World News

Zia Yusuf, Chairman of UK’s Reform party quits

Zia Yusuf has resigned as the chairman of Reform UK, saying working to get the party elected was no longer “a good use of my time”.

In a post on social media, external, Yusuf did not expand further on his reasons for stepping down. 

However, it comes after he said it was “dumb” for the party’s newest MP to call on Sir Keir Starmer to ban the burka.

Reform leader Nigel Farage said he was “genuinely sorry” Yusuf was resigning, describing him as “enormously talented”. 

Farage said Yusuf was “a huge factor” in the party’s success in last month’s elections, when Reform won a by-election, two mayoral races and gained 677 new councillors.

However, he told GB News he believed Yusuf had “had enough” of politics, which can be “totally unrelenting”.

Farage said he had “suspicions” Yusuf might quit after he seemed “very disengaged” when the pair spoke on Wednesday morning but was only given a “10-minute warning” his resignation was coming.

Asked about reports that some in the party found Yusuf difficult to deal with, Farage said “not everyone got on with him”. 

He added: “Were his interpersonal skills at the top of his list of attributes? No. But I always found him, with me, very polite.”

In a post on X, Yusuf wrote: “11 months ago I became chairman of Reform. I’ve worked full time as a volunteer to take the party from 14 to 30% [in national polls], quadrupled its membership and delivered historic electoral results.

“I no longer believe working to get a Reform government elected is a good use of my time, and hereby resign the office.”

Earlier, Yusuf had criticised Sarah Pochin – who won last month’s Runcorn and Helsby by-election – for urging Sir Keir Starmer to ban the burka “in the interests of public safety” during her Prime Minister’s Questions debut on Wednesday. 

He said it was “dumb for a party to ask the PM if they would do something the party itself wouldn’t do”. 

Pochin’s call appeared to go down well with Reform’s other MPs, although a party spokesman said it was “not party policy”. 

The party’s deputy leader, Richard Tice, said there should be a “national debate” about a possible ban.

However he declined to state what his position would be in such a debate. 

In response to Yusuf quitting, Pochin said he had been “a great friend and colleague”, adding that “the professionalisation he brought to Reform UK will have a lasting legacy”.

The resignation of Zia Yusuf as Reform UK’s chairman matters because he was a central character in the stand out trend in British politics since the general election – the rise and rise of Nigel Farage’s party.

A Muslim son of Sri Lankan immigrants, a former Conservative, when he was unveiled by Reform almost exactly a year ago, as a donor who had just handed the party £200,000.

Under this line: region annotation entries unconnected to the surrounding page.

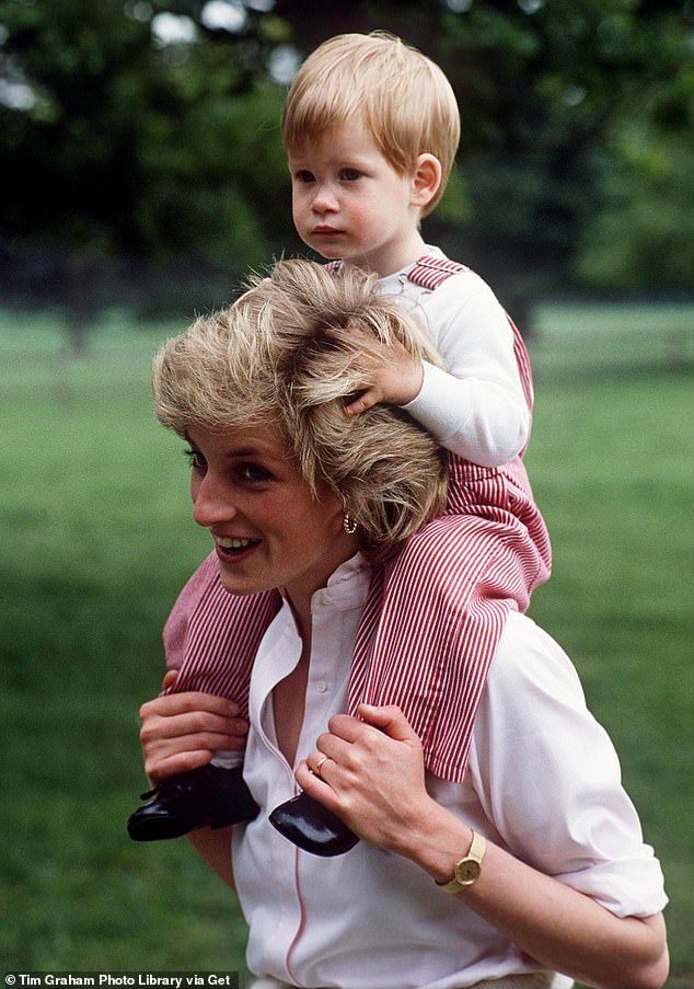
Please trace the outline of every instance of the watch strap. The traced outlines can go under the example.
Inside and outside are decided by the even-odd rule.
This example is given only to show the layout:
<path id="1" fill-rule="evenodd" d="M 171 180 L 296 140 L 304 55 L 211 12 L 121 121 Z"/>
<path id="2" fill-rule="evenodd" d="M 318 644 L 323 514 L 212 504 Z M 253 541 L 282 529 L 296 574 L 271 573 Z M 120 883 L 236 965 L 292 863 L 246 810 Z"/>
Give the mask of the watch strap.
<path id="1" fill-rule="evenodd" d="M 486 848 L 487 842 L 484 835 L 478 835 L 476 831 L 473 831 L 470 851 L 455 863 L 455 874 L 453 878 L 450 883 L 438 883 L 437 885 L 440 886 L 444 893 L 462 893 L 463 889 L 467 889 L 469 886 L 476 883 L 482 872 L 482 860 L 484 859 Z M 474 875 L 472 875 L 471 878 L 461 881 L 459 875 L 465 872 L 465 866 L 471 865 L 475 866 Z"/>

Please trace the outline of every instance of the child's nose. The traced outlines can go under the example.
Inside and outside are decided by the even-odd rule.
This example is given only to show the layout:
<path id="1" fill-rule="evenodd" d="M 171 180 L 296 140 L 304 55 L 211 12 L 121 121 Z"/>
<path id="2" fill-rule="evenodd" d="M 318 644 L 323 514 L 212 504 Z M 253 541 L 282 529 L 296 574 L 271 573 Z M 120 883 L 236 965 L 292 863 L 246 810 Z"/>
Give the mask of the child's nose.
<path id="1" fill-rule="evenodd" d="M 327 182 L 316 186 L 313 196 L 313 208 L 316 212 L 337 209 L 337 197 Z"/>

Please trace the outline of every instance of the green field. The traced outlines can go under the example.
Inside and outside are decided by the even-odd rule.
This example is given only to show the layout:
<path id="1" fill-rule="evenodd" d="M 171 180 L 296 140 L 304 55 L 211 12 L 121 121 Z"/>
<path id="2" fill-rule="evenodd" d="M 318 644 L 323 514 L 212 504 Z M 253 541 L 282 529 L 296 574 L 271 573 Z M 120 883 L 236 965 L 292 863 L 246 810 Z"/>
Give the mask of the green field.
<path id="1" fill-rule="evenodd" d="M 9 970 L 243 970 L 244 930 L 185 841 L 137 846 L 137 710 L 160 629 L 207 552 L 149 356 L 181 329 L 112 313 L 92 354 L 0 313 Z M 528 465 L 555 568 L 532 614 L 572 656 L 671 898 L 670 989 L 694 987 L 694 310 L 545 307 Z"/>

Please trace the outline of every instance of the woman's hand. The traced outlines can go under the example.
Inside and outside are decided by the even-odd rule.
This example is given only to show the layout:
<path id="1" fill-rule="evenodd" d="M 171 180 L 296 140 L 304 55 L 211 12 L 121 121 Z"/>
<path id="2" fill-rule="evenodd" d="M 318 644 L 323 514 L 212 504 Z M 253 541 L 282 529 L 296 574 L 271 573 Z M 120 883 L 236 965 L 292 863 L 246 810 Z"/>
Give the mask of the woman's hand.
<path id="1" fill-rule="evenodd" d="M 425 789 L 421 743 L 398 708 L 361 704 L 358 713 L 331 718 L 297 782 L 360 838 L 407 854 L 418 821 L 437 806 Z"/>
<path id="2" fill-rule="evenodd" d="M 175 671 L 164 677 L 171 688 Z M 144 771 L 152 784 L 207 766 L 218 749 L 242 751 L 248 731 L 239 705 L 211 693 L 167 693 L 140 708 Z"/>

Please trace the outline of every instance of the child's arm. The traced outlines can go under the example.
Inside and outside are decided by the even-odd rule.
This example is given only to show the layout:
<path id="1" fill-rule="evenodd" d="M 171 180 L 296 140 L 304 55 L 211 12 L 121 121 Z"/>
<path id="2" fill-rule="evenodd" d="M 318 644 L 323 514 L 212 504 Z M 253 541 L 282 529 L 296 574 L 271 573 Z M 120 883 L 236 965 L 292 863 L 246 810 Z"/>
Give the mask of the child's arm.
<path id="1" fill-rule="evenodd" d="M 412 303 L 404 297 L 403 304 Z M 442 446 L 483 467 L 500 467 L 527 445 L 530 410 L 513 354 L 513 332 L 488 286 L 474 273 L 420 296 L 414 310 L 446 370 L 393 346 L 383 369 L 347 412 L 377 402 L 402 405 Z"/>

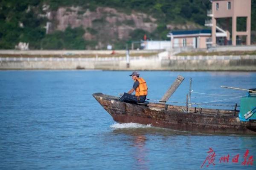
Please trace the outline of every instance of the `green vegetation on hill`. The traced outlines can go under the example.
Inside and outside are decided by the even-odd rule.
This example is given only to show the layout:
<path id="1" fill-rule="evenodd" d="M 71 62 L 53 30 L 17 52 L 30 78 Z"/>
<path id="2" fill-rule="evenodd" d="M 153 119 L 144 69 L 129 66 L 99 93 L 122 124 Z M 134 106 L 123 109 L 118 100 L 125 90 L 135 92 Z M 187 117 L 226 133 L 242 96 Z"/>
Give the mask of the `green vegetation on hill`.
<path id="1" fill-rule="evenodd" d="M 147 34 L 148 37 L 165 40 L 169 31 L 166 24 L 185 24 L 189 21 L 204 26 L 207 10 L 210 8 L 209 0 L 2 0 L 0 2 L 0 49 L 13 49 L 19 42 L 29 42 L 30 49 L 86 49 L 93 48 L 97 41 L 82 38 L 85 31 L 92 35 L 98 30 L 68 27 L 64 32 L 55 31 L 46 35 L 47 20 L 39 17 L 44 14 L 44 4 L 51 10 L 60 6 L 79 6 L 93 11 L 98 6 L 114 8 L 119 12 L 131 13 L 132 10 L 152 15 L 157 20 L 158 27 L 153 32 L 139 29 L 130 33 L 130 39 L 139 40 Z M 252 0 L 252 32 L 256 34 L 256 0 Z M 97 20 L 95 21 L 97 22 Z M 125 24 L 134 26 L 132 20 Z M 100 22 L 100 23 L 101 22 Z M 22 24 L 21 24 L 22 23 Z M 23 25 L 22 25 L 23 24 Z M 252 40 L 256 40 L 255 35 Z M 125 47 L 125 42 L 115 40 L 116 49 Z"/>

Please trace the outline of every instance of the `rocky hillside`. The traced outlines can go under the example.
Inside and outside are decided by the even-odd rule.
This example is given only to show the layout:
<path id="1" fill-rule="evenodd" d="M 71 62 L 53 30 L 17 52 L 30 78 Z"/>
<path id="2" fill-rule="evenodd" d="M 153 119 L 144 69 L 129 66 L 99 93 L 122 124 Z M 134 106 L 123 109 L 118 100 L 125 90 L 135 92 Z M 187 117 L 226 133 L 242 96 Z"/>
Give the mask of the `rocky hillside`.
<path id="1" fill-rule="evenodd" d="M 209 0 L 160 1 L 4 0 L 0 49 L 13 49 L 22 42 L 30 49 L 105 49 L 108 44 L 124 49 L 127 42 L 140 41 L 145 34 L 148 39 L 165 40 L 171 30 L 204 27 Z"/>

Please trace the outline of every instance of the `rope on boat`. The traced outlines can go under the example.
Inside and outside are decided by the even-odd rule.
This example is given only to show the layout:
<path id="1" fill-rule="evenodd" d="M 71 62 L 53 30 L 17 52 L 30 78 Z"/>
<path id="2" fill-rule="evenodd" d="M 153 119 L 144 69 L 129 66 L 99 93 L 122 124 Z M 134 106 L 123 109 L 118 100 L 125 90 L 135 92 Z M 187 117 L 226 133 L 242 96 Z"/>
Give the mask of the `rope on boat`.
<path id="1" fill-rule="evenodd" d="M 197 103 L 192 103 L 191 104 L 192 105 L 198 105 L 198 106 L 200 106 L 199 104 L 198 104 Z M 236 106 L 236 105 L 224 105 L 224 104 L 200 104 L 200 105 L 209 105 L 209 106 L 230 106 L 230 107 L 233 107 Z M 240 106 L 237 105 L 237 107 L 239 107 Z"/>
<path id="2" fill-rule="evenodd" d="M 235 98 L 239 98 L 242 97 L 246 97 L 246 95 L 242 95 L 242 96 L 240 96 L 240 95 L 218 95 L 218 94 L 209 94 L 209 93 L 201 93 L 201 92 L 194 92 L 193 90 L 191 90 L 191 92 L 192 93 L 197 93 L 197 94 L 203 94 L 203 95 L 209 95 L 207 96 L 199 96 L 199 97 L 193 97 L 193 98 L 206 98 L 206 97 L 212 97 L 212 96 L 229 96 L 229 97 L 234 97 L 233 98 L 226 98 L 225 99 L 222 99 L 222 100 L 215 100 L 215 101 L 207 101 L 207 102 L 201 102 L 201 103 L 190 103 L 190 106 L 191 105 L 197 105 L 198 106 L 199 106 L 199 107 L 200 107 L 200 105 L 209 105 L 209 106 L 226 106 L 226 107 L 235 107 L 235 105 L 224 105 L 224 104 L 207 104 L 210 103 L 213 103 L 213 102 L 217 102 L 218 101 L 226 101 L 226 100 L 231 100 L 231 99 L 233 99 Z M 159 100 L 154 100 L 154 99 L 149 99 L 148 98 L 147 98 L 146 100 L 150 100 L 150 101 L 160 101 Z M 186 102 L 177 102 L 177 101 L 166 101 L 166 103 L 179 103 L 179 104 L 186 104 Z"/>
<path id="3" fill-rule="evenodd" d="M 218 101 L 225 101 L 225 100 L 230 100 L 230 99 L 234 99 L 234 98 L 240 98 L 241 97 L 241 96 L 236 97 L 235 97 L 235 98 L 226 98 L 226 99 L 222 99 L 222 100 L 215 100 L 215 101 L 207 101 L 207 102 L 202 102 L 202 103 L 192 103 L 192 104 L 197 104 L 197 105 L 199 105 L 199 104 L 206 104 L 206 103 L 209 103 L 216 102 L 218 102 Z M 241 96 L 241 97 L 243 97 L 243 96 Z"/>
<path id="4" fill-rule="evenodd" d="M 149 99 L 149 98 L 147 98 L 146 100 L 148 100 L 149 101 L 161 101 L 159 100 L 154 100 L 154 99 Z M 165 103 L 181 103 L 183 104 L 186 104 L 185 102 L 179 102 L 178 101 L 166 101 L 165 102 Z"/>
<path id="5" fill-rule="evenodd" d="M 192 93 L 197 93 L 197 94 L 201 94 L 202 95 L 210 95 L 211 96 L 212 95 L 217 95 L 217 96 L 230 96 L 230 97 L 244 97 L 244 96 L 241 96 L 241 95 L 218 95 L 218 94 L 209 94 L 209 93 L 200 93 L 199 92 L 194 92 L 193 90 L 192 90 L 191 92 Z M 210 96 L 209 96 L 209 97 Z"/>

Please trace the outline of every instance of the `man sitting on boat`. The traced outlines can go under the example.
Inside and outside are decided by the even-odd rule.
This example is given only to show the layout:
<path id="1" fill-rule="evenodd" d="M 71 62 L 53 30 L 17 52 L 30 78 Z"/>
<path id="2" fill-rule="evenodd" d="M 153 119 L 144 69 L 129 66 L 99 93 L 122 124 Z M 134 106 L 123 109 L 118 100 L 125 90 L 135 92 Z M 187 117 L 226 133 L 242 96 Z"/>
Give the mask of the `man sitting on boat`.
<path id="1" fill-rule="evenodd" d="M 137 72 L 133 72 L 130 76 L 134 81 L 132 88 L 127 93 L 125 93 L 119 101 L 131 103 L 143 103 L 148 94 L 146 82 L 142 78 L 140 77 L 140 74 Z M 134 89 L 135 95 L 132 95 Z"/>

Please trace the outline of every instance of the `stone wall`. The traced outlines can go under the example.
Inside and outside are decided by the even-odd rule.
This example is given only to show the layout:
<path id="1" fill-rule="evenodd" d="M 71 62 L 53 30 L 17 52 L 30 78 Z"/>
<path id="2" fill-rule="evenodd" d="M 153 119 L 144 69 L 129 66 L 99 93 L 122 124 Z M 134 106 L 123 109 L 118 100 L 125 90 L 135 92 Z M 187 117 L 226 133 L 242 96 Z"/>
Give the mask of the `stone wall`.
<path id="1" fill-rule="evenodd" d="M 1 69 L 148 70 L 256 71 L 256 56 L 99 58 L 0 58 Z"/>

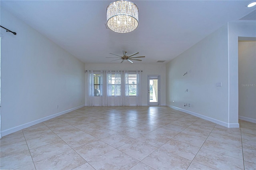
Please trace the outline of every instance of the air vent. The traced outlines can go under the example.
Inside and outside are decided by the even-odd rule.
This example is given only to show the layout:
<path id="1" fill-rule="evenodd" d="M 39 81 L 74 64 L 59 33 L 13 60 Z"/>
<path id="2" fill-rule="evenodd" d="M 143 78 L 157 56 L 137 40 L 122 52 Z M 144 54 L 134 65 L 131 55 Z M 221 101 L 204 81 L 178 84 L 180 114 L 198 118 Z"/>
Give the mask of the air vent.
<path id="1" fill-rule="evenodd" d="M 239 20 L 256 20 L 256 10 L 254 10 L 250 13 L 248 14 L 247 15 L 244 16 L 241 18 L 239 19 Z"/>

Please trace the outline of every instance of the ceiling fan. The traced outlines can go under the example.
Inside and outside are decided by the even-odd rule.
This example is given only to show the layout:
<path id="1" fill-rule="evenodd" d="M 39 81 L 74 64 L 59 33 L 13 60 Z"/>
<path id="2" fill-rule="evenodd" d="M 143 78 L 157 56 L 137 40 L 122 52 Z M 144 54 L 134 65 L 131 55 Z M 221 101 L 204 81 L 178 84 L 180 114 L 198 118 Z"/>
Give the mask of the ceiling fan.
<path id="1" fill-rule="evenodd" d="M 138 54 L 139 53 L 138 52 L 137 52 L 136 53 L 134 53 L 134 54 L 132 54 L 130 55 L 129 55 L 129 56 L 127 56 L 126 55 L 126 53 L 127 53 L 127 52 L 125 51 L 123 51 L 123 54 L 124 54 L 124 56 L 120 56 L 120 55 L 117 55 L 116 54 L 112 54 L 112 53 L 110 53 L 110 54 L 112 54 L 113 55 L 116 55 L 118 56 L 119 57 L 106 57 L 106 58 L 118 58 L 119 59 L 115 59 L 114 60 L 112 60 L 111 61 L 116 61 L 116 60 L 119 60 L 120 59 L 122 59 L 122 61 L 121 61 L 121 63 L 122 63 L 123 62 L 124 62 L 124 61 L 128 61 L 129 62 L 130 62 L 131 63 L 133 63 L 133 62 L 132 62 L 132 61 L 131 61 L 131 60 L 137 60 L 137 61 L 142 61 L 141 59 L 134 59 L 134 58 L 142 58 L 142 57 L 145 57 L 145 56 L 139 56 L 139 57 L 132 57 L 134 55 L 136 55 L 136 54 Z"/>

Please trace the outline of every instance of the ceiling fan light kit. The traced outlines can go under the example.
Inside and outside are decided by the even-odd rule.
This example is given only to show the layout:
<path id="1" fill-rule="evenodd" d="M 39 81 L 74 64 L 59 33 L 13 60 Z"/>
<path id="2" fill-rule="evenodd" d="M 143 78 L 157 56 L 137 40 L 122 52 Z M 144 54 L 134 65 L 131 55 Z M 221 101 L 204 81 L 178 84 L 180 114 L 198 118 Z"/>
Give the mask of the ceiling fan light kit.
<path id="1" fill-rule="evenodd" d="M 126 53 L 127 53 L 127 52 L 125 51 L 123 51 L 123 54 L 124 55 L 124 56 L 120 56 L 120 55 L 117 55 L 116 54 L 112 54 L 112 53 L 110 53 L 110 54 L 112 54 L 113 55 L 116 55 L 117 56 L 118 56 L 119 57 L 106 57 L 106 58 L 118 58 L 118 59 L 114 59 L 114 60 L 112 60 L 111 61 L 116 61 L 116 60 L 119 60 L 120 59 L 122 59 L 122 60 L 121 61 L 121 63 L 122 63 L 123 62 L 124 62 L 124 61 L 128 61 L 130 62 L 131 63 L 133 63 L 133 62 L 132 62 L 132 61 L 131 60 L 136 60 L 136 61 L 142 61 L 142 60 L 141 59 L 134 59 L 134 58 L 142 58 L 142 57 L 144 57 L 145 56 L 139 56 L 139 57 L 132 57 L 134 55 L 135 55 L 136 54 L 138 54 L 139 53 L 138 52 L 137 52 L 136 53 L 134 53 L 134 54 L 132 54 L 131 55 L 128 56 L 126 55 Z"/>
<path id="2" fill-rule="evenodd" d="M 118 0 L 107 7 L 107 25 L 114 32 L 126 33 L 135 30 L 139 24 L 139 9 L 133 2 Z"/>

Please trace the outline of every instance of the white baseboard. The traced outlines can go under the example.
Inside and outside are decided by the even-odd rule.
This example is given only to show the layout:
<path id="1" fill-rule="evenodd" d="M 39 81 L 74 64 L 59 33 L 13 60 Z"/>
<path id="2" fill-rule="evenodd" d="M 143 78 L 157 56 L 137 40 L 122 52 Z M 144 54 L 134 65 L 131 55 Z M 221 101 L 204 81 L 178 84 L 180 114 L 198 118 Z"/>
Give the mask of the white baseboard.
<path id="1" fill-rule="evenodd" d="M 211 122 L 216 123 L 222 126 L 223 126 L 225 127 L 228 128 L 239 128 L 239 123 L 228 123 L 226 122 L 222 122 L 222 121 L 219 121 L 218 120 L 212 118 L 207 116 L 204 116 L 203 115 L 200 115 L 198 113 L 196 113 L 190 111 L 189 111 L 186 110 L 181 109 L 178 107 L 175 107 L 175 106 L 172 106 L 171 105 L 166 105 L 166 106 L 170 107 L 174 109 L 178 110 L 180 111 L 182 111 L 185 113 L 188 113 L 190 115 L 192 115 L 193 116 L 196 116 L 200 118 L 202 118 L 203 119 L 206 120 L 207 121 L 210 121 Z"/>
<path id="2" fill-rule="evenodd" d="M 84 105 L 78 106 L 77 107 L 76 107 L 67 110 L 66 111 L 63 111 L 62 112 L 60 112 L 59 113 L 56 113 L 50 116 L 48 116 L 43 118 L 40 119 L 39 119 L 36 120 L 36 121 L 32 121 L 32 122 L 29 122 L 24 124 L 21 125 L 19 126 L 17 126 L 12 128 L 5 130 L 1 132 L 1 136 L 2 137 L 4 136 L 7 135 L 7 134 L 10 134 L 12 133 L 17 132 L 17 131 L 23 129 L 24 128 L 26 128 L 27 127 L 31 127 L 31 126 L 34 125 L 35 125 L 37 124 L 38 123 L 41 123 L 41 122 L 43 122 L 44 121 L 46 121 L 51 119 L 54 118 L 55 117 L 57 117 L 57 116 L 60 116 L 62 115 L 63 115 L 65 113 L 68 113 L 68 112 L 70 112 L 72 111 L 74 111 L 75 110 L 81 108 L 81 107 L 83 107 L 84 106 Z"/>
<path id="3" fill-rule="evenodd" d="M 256 123 L 256 119 L 254 119 L 250 118 L 249 117 L 244 117 L 241 116 L 238 116 L 238 119 L 239 119 L 242 120 L 243 121 L 247 121 L 248 122 Z"/>

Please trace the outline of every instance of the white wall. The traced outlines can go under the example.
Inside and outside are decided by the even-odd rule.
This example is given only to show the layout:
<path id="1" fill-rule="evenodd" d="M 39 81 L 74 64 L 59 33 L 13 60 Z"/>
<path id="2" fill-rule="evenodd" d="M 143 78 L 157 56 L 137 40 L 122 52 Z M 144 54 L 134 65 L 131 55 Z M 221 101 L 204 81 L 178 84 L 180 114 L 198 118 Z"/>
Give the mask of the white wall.
<path id="1" fill-rule="evenodd" d="M 228 81 L 229 123 L 238 119 L 238 43 L 240 38 L 256 37 L 256 21 L 238 21 L 228 23 Z"/>
<path id="2" fill-rule="evenodd" d="M 238 42 L 238 115 L 256 123 L 256 42 Z"/>
<path id="3" fill-rule="evenodd" d="M 256 26 L 255 21 L 229 22 L 168 63 L 166 105 L 238 127 L 238 37 L 256 37 Z"/>
<path id="4" fill-rule="evenodd" d="M 168 63 L 167 105 L 226 125 L 227 43 L 226 25 Z M 216 83 L 220 82 L 222 87 L 217 87 Z M 187 89 L 188 91 L 185 93 Z M 191 106 L 184 107 L 184 103 Z"/>
<path id="5" fill-rule="evenodd" d="M 139 62 L 139 61 L 138 61 Z M 161 100 L 160 105 L 165 105 L 165 70 L 166 66 L 164 63 L 156 63 L 155 64 L 140 64 L 133 63 L 117 63 L 114 64 L 102 64 L 86 63 L 85 69 L 86 70 L 128 70 L 142 71 L 142 105 L 148 105 L 148 75 L 160 75 L 161 76 Z M 86 74 L 85 89 L 86 94 L 88 89 L 87 83 L 87 75 Z M 135 105 L 136 99 L 133 99 L 134 97 L 130 97 L 130 105 Z M 97 97 L 94 98 L 96 105 L 98 101 Z"/>
<path id="6" fill-rule="evenodd" d="M 2 7 L 1 25 L 2 136 L 84 105 L 83 63 Z"/>

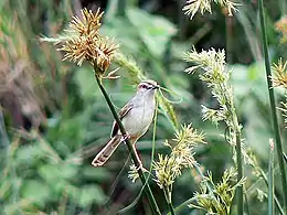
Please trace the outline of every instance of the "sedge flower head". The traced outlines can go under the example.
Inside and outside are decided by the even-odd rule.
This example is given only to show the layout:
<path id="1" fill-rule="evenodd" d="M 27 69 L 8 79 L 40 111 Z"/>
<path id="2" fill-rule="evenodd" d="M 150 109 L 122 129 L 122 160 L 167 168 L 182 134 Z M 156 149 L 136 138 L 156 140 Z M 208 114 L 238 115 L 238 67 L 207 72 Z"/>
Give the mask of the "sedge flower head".
<path id="1" fill-rule="evenodd" d="M 153 162 L 155 181 L 160 189 L 171 186 L 176 178 L 181 175 L 183 168 L 193 166 L 195 163 L 193 148 L 198 143 L 205 143 L 203 138 L 203 133 L 199 133 L 191 125 L 188 125 L 182 126 L 181 130 L 176 132 L 171 142 L 163 143 L 171 149 L 171 153 L 159 154 L 158 161 Z"/>
<path id="2" fill-rule="evenodd" d="M 92 63 L 104 73 L 109 67 L 118 45 L 114 40 L 99 34 L 100 19 L 104 12 L 96 13 L 83 9 L 82 19 L 74 15 L 65 30 L 66 36 L 60 37 L 62 44 L 59 51 L 64 52 L 63 61 L 72 61 L 82 65 L 84 61 Z"/>

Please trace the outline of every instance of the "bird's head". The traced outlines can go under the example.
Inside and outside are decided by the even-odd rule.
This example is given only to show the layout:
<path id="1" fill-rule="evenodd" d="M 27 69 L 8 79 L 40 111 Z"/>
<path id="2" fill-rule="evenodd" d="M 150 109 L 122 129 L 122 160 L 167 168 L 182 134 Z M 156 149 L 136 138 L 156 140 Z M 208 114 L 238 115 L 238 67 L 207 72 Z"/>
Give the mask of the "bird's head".
<path id="1" fill-rule="evenodd" d="M 157 82 L 148 79 L 139 83 L 138 85 L 138 93 L 140 94 L 149 94 L 153 95 L 156 89 L 159 88 L 159 85 Z"/>

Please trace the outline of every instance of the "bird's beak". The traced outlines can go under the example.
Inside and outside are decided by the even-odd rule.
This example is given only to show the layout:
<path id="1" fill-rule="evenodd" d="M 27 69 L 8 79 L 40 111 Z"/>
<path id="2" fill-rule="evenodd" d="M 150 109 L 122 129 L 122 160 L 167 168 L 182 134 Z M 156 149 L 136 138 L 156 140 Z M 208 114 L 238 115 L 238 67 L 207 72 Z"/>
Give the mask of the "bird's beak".
<path id="1" fill-rule="evenodd" d="M 156 85 L 152 87 L 152 89 L 158 89 L 159 88 L 159 85 Z"/>

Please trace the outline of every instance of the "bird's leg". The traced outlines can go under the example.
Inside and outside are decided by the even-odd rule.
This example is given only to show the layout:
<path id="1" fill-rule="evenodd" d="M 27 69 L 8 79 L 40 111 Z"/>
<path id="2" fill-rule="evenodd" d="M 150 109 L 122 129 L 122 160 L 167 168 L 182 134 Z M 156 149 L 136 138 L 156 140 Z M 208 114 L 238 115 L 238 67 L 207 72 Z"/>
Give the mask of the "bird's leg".
<path id="1" fill-rule="evenodd" d="M 130 140 L 130 139 L 131 139 L 130 135 L 126 133 L 126 135 L 124 135 L 124 136 L 121 137 L 120 142 L 124 142 L 124 141 Z"/>
<path id="2" fill-rule="evenodd" d="M 135 151 L 137 161 L 138 161 L 138 163 L 139 163 L 139 166 L 137 166 L 137 170 L 141 169 L 144 172 L 148 172 L 148 171 L 144 168 L 144 165 L 142 165 L 142 162 L 141 162 L 140 158 L 139 158 L 139 154 L 138 154 L 138 151 L 137 151 L 137 149 L 136 149 L 136 144 L 135 144 L 135 143 L 132 143 L 132 150 Z"/>

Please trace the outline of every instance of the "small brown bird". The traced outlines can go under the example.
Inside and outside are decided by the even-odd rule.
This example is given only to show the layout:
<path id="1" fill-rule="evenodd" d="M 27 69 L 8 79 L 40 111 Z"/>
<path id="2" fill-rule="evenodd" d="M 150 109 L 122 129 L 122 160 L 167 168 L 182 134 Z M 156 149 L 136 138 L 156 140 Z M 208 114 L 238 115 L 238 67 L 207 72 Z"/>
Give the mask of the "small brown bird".
<path id="1" fill-rule="evenodd" d="M 103 165 L 117 149 L 119 143 L 123 142 L 125 138 L 129 138 L 140 163 L 139 168 L 142 168 L 135 143 L 147 132 L 152 122 L 156 110 L 155 93 L 158 88 L 159 86 L 155 80 L 145 80 L 138 85 L 136 95 L 119 111 L 119 118 L 126 129 L 127 137 L 123 137 L 118 125 L 114 121 L 110 139 L 93 160 L 92 165 Z"/>

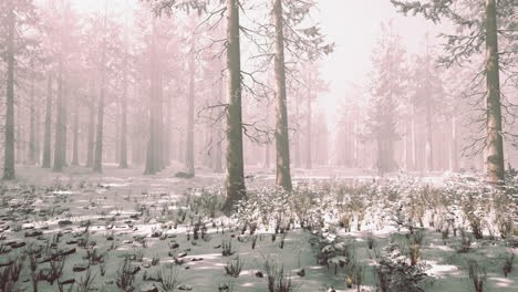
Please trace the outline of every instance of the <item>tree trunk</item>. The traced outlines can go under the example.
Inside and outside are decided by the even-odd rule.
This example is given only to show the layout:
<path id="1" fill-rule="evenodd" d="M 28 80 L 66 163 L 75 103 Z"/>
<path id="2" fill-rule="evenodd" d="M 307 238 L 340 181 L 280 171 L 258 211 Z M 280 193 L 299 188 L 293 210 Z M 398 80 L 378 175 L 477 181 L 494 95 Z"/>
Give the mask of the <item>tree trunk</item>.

Yusuf is a self-made multi millionaire after setting up and then selling Velocity Black, a luxury concierge service.

Not long after his donation to Reform, he was offered and accepted the job of party chairman. And he wouldn’t just be someone behind the scenes, he would be a public figure too.

Yusuf, who was previously a member of the Conservative Party, became Reform UK’s chairman shortly after last year’s general election.

A former banker who sold his tech start-up company for more than £200m, Yusuf has described himself as a “proud British Muslim patriot”.

He donated £200,000 to Reform during the general election campaign and as chairman he was given the job of professionalising the party, wooing donors and increasing Reform UK’s activist base.

Yusuf was seen as central to Reform’s operation and had been spearheading the party’s so-called Doge teams to cut wasteful spending in the councils it now controls. 

The acronym refers to Elon Musk’s Department of Government Efficiency in the US.